Gosto muito de trabalhar no consultório os padrões de escolhas de parceiros dos meus clientes, quando as demandas envolvem relacionamentos afetivos. Costumo passar um exercício – você pode tentar fazer, inclusive –, que funciona assim: a ideia é que a pessoa se lembre de todos os relacionamentos afetivos que já teve e veja se existe alguma semelhança entre eles. Pode ser alguma coisa relacionada a aparência física, jeito de ser, personalidade, visão de mundo, a forma com que essas pessoas te tratavam, enfim. Esse exercício nos ajuda a traçar um perfil de pessoas com as quais o indivíduo costuma se relacionar e que, eventualmente, podem ser escolhas que não fazem tão bem.

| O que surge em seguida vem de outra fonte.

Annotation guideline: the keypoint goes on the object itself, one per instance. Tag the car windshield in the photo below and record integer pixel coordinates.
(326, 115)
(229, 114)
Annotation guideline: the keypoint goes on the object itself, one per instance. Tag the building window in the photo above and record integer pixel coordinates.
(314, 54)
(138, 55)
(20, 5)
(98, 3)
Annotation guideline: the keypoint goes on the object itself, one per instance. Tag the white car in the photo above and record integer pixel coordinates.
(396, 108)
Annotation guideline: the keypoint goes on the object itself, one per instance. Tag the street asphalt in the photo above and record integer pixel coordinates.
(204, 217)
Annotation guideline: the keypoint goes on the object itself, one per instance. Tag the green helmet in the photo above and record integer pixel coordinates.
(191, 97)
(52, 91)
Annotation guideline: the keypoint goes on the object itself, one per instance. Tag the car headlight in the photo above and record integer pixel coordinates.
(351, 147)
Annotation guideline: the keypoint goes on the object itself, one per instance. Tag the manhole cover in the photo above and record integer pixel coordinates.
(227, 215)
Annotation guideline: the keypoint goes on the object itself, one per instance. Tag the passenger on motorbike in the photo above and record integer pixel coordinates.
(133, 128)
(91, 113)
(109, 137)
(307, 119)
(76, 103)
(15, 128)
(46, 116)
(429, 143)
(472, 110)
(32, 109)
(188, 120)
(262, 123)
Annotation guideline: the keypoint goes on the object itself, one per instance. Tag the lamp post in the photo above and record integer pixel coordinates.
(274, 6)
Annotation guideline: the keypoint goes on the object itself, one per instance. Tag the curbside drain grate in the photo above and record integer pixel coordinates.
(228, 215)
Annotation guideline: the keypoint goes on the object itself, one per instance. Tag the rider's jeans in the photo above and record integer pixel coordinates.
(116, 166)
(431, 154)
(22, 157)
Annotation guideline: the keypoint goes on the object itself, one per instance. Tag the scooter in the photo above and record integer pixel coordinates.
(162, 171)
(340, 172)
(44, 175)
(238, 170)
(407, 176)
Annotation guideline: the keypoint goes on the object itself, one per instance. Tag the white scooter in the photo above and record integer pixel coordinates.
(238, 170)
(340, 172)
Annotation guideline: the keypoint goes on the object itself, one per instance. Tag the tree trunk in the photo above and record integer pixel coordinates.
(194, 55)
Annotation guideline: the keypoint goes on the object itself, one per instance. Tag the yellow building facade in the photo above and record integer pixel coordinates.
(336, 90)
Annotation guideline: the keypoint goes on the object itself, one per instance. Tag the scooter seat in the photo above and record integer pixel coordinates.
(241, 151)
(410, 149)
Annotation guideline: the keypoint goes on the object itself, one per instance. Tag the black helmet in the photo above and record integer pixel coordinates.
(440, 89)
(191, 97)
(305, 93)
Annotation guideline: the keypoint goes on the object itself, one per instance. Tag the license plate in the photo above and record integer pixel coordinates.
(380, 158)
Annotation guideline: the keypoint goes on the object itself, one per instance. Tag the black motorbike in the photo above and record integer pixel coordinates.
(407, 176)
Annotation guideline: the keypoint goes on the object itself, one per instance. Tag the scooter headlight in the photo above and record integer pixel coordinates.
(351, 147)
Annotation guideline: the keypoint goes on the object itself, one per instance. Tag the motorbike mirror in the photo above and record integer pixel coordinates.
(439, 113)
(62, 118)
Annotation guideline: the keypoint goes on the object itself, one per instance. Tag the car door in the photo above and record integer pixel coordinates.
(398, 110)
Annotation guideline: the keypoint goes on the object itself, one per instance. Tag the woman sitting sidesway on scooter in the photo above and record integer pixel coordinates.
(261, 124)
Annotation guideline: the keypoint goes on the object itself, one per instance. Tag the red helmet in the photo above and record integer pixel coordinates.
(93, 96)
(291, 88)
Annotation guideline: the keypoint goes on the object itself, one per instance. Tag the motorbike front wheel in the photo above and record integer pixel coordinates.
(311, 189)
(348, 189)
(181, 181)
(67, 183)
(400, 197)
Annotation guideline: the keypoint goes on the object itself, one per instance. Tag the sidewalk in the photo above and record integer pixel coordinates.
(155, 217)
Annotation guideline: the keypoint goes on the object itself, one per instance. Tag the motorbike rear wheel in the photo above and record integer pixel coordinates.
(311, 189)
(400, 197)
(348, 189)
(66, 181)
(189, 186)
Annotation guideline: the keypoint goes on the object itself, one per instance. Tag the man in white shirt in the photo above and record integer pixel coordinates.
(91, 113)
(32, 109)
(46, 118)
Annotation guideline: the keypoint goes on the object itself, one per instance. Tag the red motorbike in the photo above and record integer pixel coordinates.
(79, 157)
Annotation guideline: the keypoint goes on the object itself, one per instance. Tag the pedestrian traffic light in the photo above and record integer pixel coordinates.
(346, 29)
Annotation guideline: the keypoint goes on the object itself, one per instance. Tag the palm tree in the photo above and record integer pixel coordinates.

Com auxílio desse mapeamento pode-se observar que algumas pessoas acabam se envolvendo com parceiros(as) emocionalmente não disponíveis, pessoas que não querem se relacionar com elas de fato, como se escolhessem sempre portas que estão fechadas. Talvez a pessoa tenha uma regra de que se o outro gosta ou se envolve rápido é preciso desconfiar se tal sentimento é genuíno. Existe uma música interpretada pelo Jão que se chama “Vou morrer sozinho” que descreve bem esse tipo de regra: “Se você me amar demais, eu paro de te amar, um amor fácil me apavora”. Como se o amor precisasse ser difícil, trabalhoso e cheio de desencontros para ser verdadeiro. As pessoas podem ter regras também sobre o que se espera em relação ao tratamento do outro com você, aqui vai outro trechinho da música: “Ai meu Deus eu vou morrer sozinho se continuar nesse caminho de não deixar ninguém me amar e de só me apaixonar por quem me faz chorar e me maltrata”. Talvez exista uma regra em que é preciso experimentar uma montanha russa de emoções para aquele amor ser de fato amor.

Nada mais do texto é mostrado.